Profesora Magdalena O. viuda de Álvarez
Departamento de sarapes y de
rebozos
Mixcoac, D.F., Manicomio General,
30 de junio, 1935
Beware of those who say we are the beautiful losers
Diane Di Prima, Pieces of a Song
1
Reflejos, gradaciones de luz,
imágenes
Vemos por algo que nos ilumina;
por algo que no vemos.
Antonio Porchia
—¿Cómo se convierte uno en un
fotógrafo de locos?
Dentro de la cabeza de Joaquín
Buitrago hay un zumbido de abeja que no lo deja dormir ni descansar en paz. Matilda. Una palabra, un batir de alas.

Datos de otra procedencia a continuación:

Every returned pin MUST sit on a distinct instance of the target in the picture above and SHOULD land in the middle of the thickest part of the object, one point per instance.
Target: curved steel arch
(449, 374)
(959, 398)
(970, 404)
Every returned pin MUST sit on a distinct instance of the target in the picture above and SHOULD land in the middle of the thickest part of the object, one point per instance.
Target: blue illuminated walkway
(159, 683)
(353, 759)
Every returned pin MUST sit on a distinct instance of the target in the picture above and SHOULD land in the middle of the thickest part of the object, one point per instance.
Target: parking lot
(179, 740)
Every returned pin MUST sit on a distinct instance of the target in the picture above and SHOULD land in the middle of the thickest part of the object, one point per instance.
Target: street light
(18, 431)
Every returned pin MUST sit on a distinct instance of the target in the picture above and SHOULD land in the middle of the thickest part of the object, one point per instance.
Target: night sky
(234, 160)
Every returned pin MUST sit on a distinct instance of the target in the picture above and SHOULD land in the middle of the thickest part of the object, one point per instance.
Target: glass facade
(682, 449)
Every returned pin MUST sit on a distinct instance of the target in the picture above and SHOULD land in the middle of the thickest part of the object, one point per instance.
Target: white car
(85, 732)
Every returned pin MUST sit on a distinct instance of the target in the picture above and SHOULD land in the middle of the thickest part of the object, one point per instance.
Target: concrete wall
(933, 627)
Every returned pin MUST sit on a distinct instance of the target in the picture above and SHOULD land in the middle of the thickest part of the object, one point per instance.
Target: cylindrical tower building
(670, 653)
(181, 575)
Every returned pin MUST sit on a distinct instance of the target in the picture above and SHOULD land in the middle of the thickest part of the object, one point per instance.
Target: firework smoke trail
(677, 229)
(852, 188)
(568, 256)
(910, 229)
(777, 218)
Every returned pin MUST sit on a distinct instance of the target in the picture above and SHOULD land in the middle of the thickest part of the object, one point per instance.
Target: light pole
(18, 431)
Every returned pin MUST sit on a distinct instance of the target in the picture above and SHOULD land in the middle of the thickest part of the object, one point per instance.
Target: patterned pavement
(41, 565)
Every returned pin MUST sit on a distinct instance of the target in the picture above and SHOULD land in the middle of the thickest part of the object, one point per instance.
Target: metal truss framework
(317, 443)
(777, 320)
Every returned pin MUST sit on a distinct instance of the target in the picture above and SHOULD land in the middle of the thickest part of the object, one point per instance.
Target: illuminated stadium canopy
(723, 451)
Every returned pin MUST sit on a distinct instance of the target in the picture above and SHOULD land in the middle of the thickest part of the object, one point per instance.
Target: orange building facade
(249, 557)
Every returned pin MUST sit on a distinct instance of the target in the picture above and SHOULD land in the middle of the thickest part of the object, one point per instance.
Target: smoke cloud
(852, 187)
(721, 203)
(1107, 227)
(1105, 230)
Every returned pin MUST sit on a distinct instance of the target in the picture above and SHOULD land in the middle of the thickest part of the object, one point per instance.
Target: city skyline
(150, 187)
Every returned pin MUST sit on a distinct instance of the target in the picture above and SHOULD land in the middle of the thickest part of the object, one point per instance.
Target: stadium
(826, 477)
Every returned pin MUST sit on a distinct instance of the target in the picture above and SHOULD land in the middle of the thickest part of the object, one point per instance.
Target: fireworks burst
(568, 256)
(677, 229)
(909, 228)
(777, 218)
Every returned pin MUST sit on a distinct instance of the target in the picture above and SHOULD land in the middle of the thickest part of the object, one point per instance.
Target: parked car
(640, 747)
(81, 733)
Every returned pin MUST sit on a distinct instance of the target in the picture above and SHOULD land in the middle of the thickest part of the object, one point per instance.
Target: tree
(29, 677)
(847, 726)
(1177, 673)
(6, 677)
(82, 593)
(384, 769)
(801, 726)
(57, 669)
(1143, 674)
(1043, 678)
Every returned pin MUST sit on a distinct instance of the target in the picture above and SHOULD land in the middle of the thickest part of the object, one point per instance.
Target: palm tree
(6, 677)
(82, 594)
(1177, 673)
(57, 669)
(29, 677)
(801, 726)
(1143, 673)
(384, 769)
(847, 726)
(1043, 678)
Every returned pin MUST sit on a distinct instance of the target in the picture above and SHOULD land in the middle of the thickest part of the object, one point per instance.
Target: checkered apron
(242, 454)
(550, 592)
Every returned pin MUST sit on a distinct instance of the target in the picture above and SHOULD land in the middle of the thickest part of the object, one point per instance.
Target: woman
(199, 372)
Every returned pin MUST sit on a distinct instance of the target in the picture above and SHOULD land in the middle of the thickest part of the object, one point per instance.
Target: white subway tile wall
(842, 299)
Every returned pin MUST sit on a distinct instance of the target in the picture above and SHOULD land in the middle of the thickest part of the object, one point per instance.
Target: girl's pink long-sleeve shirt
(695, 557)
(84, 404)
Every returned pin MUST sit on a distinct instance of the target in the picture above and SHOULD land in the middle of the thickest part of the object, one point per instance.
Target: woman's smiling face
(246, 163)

Despierto, con los músculos tensos y los ojos abiertos, enciende un cerillo. La
luz anaranjada del fósforo alumbra sus dedos manchados de nicotina y la
carátula del reloj de bolsillo bajo la cual las dos manecillas doradas, encima
la una sobre la otra, parecen haberse detenido para siempre a las doce en
punto. Con la misma llama enciende la lámpara de petróleo, el quemador
izquierdo de la estufa y un cigarrillo Monarca. Hay sobre su rostro una sombra
casi violeta a punto de convertirse en sonrisa que, sin embargo, se queda
congelada en una mueca sobre los labios. Aun sin verla, la expresión lo
molesta, lo avergüenza, pero no puede hacer nada para borrarla. Está alegre.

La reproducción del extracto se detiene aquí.